As anyone who has ever pulled a white rabbit out of a black hat will tell you, the art of fooling people depends on doing things right in front of their eyes.
What, then, might one think of the explanations being offered to the poor, frightened people of Cowley County in Kansas? For just a few hours ago, they witnessed what some of them suspected was an extra-terrestrial craft being wheeled through their streets.
It was only last Monday afternoon when a vast shrink-wrapped, saucer-shaped thing was seen being towed down Cowley County's Highway 77.
Street signs had to be moved so that this saucer didn't fly into them. Is it any wonder that slightly cowed Cowleyites believed this to be a UFO?
Because technology lies at the very heart of Kansas--why, Sprint is headquartered there--the locals filmed this troubling sight. The saucer must have been at least 30 feet wide.
Of course, the local authorities, no doubt feeling the need to be authoritative, immediately announced there was no need to be alarmed.
A PR man from Northrop Grumman suddenly materialized to tell the world that this was an X-47B drone, destined for use by the Navy. But did he say this to the Associated Press? Oh, no. He told it to Life's Little Mysteries.
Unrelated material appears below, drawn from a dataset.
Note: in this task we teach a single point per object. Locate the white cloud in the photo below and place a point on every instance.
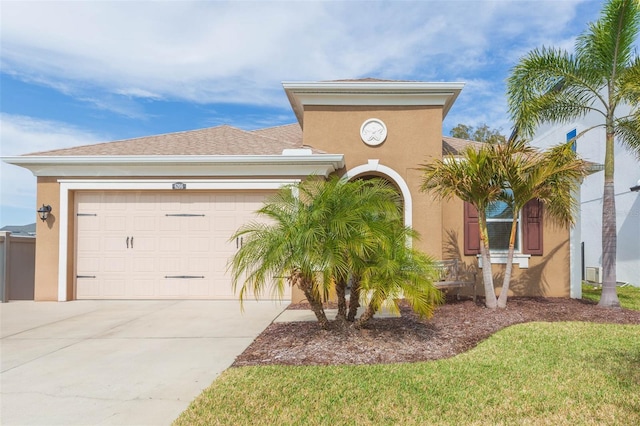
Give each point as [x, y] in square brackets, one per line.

Who in Kansas might not have imagined that this was deliberate symbolism on the PR man's part? Tell them it's a drone, but make them feel that there still might be a mystery here.
The PR man, whose official name is Brooks McKinney, added to the frisson of fright by saying: "Clearly people are interested in what's going through town. It's unusual to see a shrink-wrapped aircraft, especially one with that shape."
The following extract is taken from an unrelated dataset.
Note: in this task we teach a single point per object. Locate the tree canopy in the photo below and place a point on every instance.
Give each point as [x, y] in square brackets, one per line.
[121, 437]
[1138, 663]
Clearly. Or not so clearly, given that the spooked residents couldn't see through the wrapping to confirm that this was merely a spook plane.
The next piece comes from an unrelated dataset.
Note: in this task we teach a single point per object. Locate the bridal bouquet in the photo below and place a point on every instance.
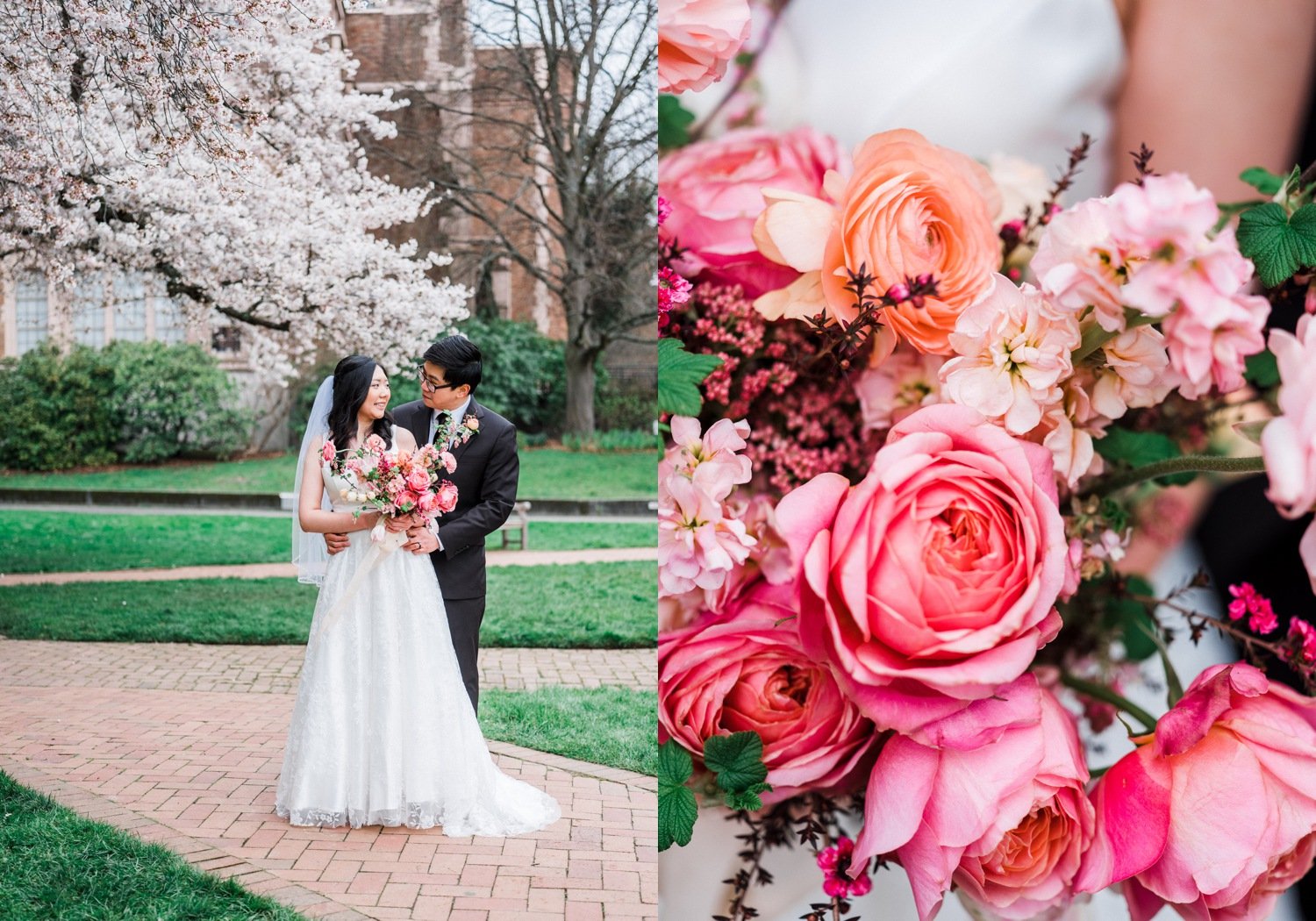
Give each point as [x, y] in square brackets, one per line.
[915, 423]
[394, 482]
McKinney even had an answer as to why the drone didn't fly to its alleged destination in Maryland: "It's difficult to fly an unmanned drone through commercial airspace."
It all sounds so very plausible. But in times in which earth-like planets are blossoming out of nowhere and presidential candidates say they will have judges arrested, who can be sure what to believe?
Will be people of Cowley County sleep well tonight? Will their social events now be conducted entirely behind closed doors with only those knowing the special password--"Martians"--being allowed inside? It's not as if the hauling truck stopped in order to allow the residents a peek beneath the shrink wrap.
Even Life's Little Mysteries seems not to be entirely convinced by the McKinney PR spinny.
Something is happening, but I don't know what it is.